His magic was such that hardened horse players wept, and tip-hungry bartenders stopped serving sauce and watched the race on television. One bettor had wagered a $50 ticket on him in all three races of the Triple Crown and had cashed none, saving them for posterity. An Englishman with a brigadier mustache, cashing a large bet, pledged 60 bucks to an Irish charity. It was a day when the form players didn't act according to form.
Horse racing history was ravaged, the memories of old times mutilated. Pick a horse from the past, use his clocking, and you find a barrier was broken. Triple Crown winner Count Fleet, who won this race by 25 lengths, would have been beaten by 21 lengths. The last Triple Crown winner, Citation, by the same distance. And if one could have gotten a stop watch on Pegasus, the odds here are that it would be wise to have bet him in the place hole.
Such equine exalt has never been seen on an American race track. No horse in memory could carry his speed at such a constant pace over such a stretch of ground. His sire, Bold Ruler, charged out of the gate like a drummer hearing a dinner bell in a boarding house. Buckpasser came from behind like Dagwood Bumstead shagging a bus. But this one will pass this way only once. And there is sadness here.

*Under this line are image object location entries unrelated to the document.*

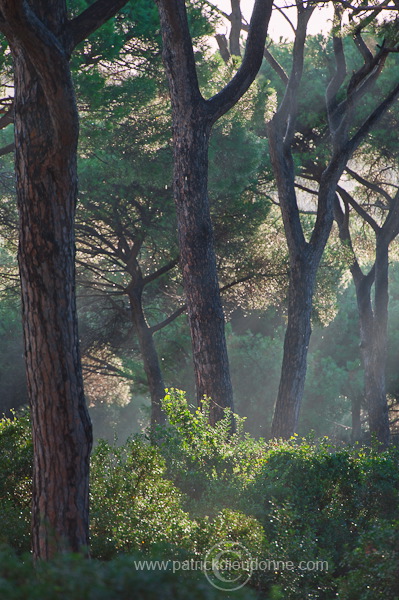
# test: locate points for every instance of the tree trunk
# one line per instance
(46, 193)
(198, 262)
(193, 117)
(373, 343)
(356, 433)
(149, 355)
(296, 345)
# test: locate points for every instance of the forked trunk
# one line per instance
(198, 263)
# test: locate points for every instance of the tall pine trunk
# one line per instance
(46, 193)
(149, 355)
(373, 342)
(296, 346)
(193, 117)
(198, 262)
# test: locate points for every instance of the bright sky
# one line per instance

Since he was syndicated for more than $6 million, he is due to retire to stud at the end of the year by the shareholders' mandate. It is a tragedy for racing, so in need of a superstar, that this must be. But it would be a grand gesture, one classy last fling, if his owner, Mrs. Penny Tweedy, would send him to France to race in the Arc de Triomphe. To have a champion on both sides of the Atlantic would be a rhapsodic reverie to bequeath his fans. Our American in Paris.
We returned from our day contemplative. Talk was at a minimum. But it wasn't the heat endured or the gin consumed but those futuristic forays in the mind with young whippersnappers who someday will commit the sacrilege of comparison. The grandchildren were being mentally jiggled on the knee, and one felt the opening line for all would be the same: "I was out there the day Secretariat..." The only question was whether we wool ever get that damn mile-and-a-half.